1968 Hillman Hunter Humber Sceptre 1.7L from UK and Ireland


A little bit of nostalgia


Bought the car to restore. It had been barn stored, and some parts removed for the previous owner's other car.

This car will require a full restoration, and is really not financially worth doing, but being British and a glutton for punishment, I will restore it by removing all the rust from the normal places - tops of the wings by the lights, rear of the front wings and the bottom valances. The floor pan is sound, as are the other prime rust areas.

I am 67 and have worked with the Hunter in the London police force. We had a fleet of dozens in our garage, and there were half a dozen garages serving the whole of London. They were used as CID and general run about cars, and as such did get a hard life, They stood up well to all the abuse given to them, with the most faults coming from a stupid throttle pedal linkage.

Seats would break at the back rest, because police would get in first, then look for the keys by pushing backwards on the seat to get into their pocket. Try it next time you get into your car.

The killer was RUST; both sides of the floor pan would rot away. Some in only two or three years.

Some on this site have mentioned the carbon thrust release bearing for the clutch. This was standard on most volume cars of the time. Drivers would NOT sit at the lights with the car in gear for long periods; it was a known thing. Also on Sundays, many people would tinker to keep the cars going.

When I look back and see how far we have progressed, I am amazed at how well modern cars perform. Do I like my Audi? You bet I do; over 50 MPG and capable of over a hundred mph.

Cars of the 50s and 60s, most would do 60-70mph, but that was it. Only upmarket cars like Jaguar, the Ford Zephyr (just) and Aston Martin could do "the ton".

So if you are a young petrol head, please do not denigrate the old cars. Just be thankful that your car has benefited from all the mistakes of the past. Modern cars do 100,000 miles easy. Much due to the fantastic improvement in lubricants.

1950's cars were serviced every 1000 miles, with a major overhaul at 50,000 miles. Many were scrapped before 100,000.

Do I love my old Hillman? Reluctantly, yes.

Do I expect it to perform well in modern traffic? NO.

It's used on high days and holidays when the sun shines... That way the dreaded tin worm might be kept at bay for a few more years.

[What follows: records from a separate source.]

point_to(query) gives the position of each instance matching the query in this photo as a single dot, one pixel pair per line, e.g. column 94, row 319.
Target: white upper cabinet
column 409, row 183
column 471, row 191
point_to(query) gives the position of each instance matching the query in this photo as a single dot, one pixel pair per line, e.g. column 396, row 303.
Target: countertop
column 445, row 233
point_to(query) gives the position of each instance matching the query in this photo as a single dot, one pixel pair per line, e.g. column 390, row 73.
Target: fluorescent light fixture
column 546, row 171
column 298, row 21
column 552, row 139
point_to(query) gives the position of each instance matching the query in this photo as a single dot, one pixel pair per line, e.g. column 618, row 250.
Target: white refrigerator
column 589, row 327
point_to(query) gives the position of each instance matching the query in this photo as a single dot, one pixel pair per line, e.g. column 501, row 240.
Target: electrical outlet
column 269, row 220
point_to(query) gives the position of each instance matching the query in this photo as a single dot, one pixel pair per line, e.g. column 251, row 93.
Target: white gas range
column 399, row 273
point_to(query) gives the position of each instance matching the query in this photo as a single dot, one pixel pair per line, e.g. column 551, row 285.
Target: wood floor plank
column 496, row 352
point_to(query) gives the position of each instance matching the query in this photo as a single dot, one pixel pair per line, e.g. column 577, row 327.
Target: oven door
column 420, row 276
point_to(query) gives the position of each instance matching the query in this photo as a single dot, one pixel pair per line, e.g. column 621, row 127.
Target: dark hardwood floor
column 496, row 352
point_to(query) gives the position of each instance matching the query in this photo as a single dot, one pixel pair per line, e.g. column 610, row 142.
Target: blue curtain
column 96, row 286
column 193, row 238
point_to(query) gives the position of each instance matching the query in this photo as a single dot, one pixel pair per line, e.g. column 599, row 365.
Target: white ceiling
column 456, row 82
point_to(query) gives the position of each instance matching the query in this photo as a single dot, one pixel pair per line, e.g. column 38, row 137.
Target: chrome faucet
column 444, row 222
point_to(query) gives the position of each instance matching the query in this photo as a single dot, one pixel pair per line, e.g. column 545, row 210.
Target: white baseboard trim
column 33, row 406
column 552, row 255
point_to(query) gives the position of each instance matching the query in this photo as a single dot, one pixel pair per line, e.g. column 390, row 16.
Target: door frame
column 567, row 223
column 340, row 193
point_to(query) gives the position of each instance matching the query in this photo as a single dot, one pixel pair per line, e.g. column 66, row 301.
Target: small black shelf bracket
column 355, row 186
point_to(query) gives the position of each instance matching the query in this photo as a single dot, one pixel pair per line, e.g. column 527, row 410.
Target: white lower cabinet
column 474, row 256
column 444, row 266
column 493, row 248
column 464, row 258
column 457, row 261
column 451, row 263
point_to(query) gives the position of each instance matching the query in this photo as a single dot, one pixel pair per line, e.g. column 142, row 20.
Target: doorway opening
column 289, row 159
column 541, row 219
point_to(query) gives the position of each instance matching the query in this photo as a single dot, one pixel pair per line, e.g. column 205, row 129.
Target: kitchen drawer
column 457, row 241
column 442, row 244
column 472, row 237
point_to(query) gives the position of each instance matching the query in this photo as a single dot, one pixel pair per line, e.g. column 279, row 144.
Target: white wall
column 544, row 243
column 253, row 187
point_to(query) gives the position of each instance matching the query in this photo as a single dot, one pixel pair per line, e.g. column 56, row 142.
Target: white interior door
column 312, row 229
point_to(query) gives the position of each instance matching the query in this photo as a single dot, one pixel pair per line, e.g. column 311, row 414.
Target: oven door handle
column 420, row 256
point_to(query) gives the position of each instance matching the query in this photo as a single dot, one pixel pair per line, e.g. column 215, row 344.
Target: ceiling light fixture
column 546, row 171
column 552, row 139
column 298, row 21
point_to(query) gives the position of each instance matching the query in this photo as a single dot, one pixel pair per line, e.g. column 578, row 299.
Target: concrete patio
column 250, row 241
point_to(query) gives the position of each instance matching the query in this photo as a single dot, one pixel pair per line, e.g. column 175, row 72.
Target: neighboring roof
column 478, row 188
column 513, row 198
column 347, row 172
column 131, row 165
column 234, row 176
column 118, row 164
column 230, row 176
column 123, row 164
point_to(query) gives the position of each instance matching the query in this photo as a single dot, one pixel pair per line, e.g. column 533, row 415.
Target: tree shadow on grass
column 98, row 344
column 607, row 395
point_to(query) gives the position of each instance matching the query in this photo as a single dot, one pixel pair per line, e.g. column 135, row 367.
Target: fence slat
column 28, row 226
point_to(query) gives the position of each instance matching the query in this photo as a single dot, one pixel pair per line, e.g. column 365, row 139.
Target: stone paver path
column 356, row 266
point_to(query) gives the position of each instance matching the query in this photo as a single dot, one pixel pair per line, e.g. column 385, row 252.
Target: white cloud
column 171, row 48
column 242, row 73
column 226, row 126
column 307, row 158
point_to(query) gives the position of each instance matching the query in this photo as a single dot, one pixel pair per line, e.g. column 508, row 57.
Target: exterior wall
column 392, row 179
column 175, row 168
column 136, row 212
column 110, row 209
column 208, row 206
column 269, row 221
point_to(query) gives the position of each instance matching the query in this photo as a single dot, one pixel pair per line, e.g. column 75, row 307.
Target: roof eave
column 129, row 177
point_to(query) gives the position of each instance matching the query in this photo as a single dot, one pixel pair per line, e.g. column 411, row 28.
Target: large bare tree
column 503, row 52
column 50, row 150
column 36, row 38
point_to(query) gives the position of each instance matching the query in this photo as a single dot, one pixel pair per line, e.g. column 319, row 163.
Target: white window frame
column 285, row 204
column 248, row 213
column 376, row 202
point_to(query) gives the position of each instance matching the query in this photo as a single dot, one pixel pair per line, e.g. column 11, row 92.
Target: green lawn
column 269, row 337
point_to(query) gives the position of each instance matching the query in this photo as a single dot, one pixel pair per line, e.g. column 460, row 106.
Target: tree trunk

Thanks for reading and enjoy your car safely.

Would you buy another car from this manufacturer? No

Review Date: 30th December, 2012

1972 Hillman Hunter 1.5 from South Africa


An absolute waste of money


You'll find a couple more of my reviews on this site, eg. 1995 Mercedes Benz E220 Elegance, 1994 Mazda MX6 2.5 V6, 2009 Nissan Tiida 1.6, 1999 Daewoo Matiz 800cc, 2002 Fiat Palio 1.6 16V.

Feel free to read them all.

Alright, the issues I experienced:

1. The driver windows slid into the door.

2. The wood trim was lifting and worn

3. The gearbox was DEAD

4. Steering was HORRIBLE

5. Lots of rust

6. Poor performance

7. Hell trying to get parts

8. Very few workshops are willing to work on it

9. Ladies don't fancy it too much.

General Comments:

I bought it as temporary transport, and I'm sorry I did. It was bought for US$2000 and I got practically nothing for it.

I hated it, and will NEVER recommend it to anyone.

Given, it was about 40 years old and MIGHT have been good back then, today, I'd rather drive a bicycle than that 'thing'.

Buy at own risk!

Would you buy another car from this manufacturer? No

Review Date: 31st July, 2010

22nd Oct 2012, 22:18

That's right they are 40 years old now LOL.

Realistically you can't expect anything but a classic Chrysler Valiant to still be reliable without restoration after decades. Once the Hunters are restored/reconditioned, they are fine. :)

24th Oct 2012, 01:10

The gearbox was DEAD? Why on earth did you buy it then??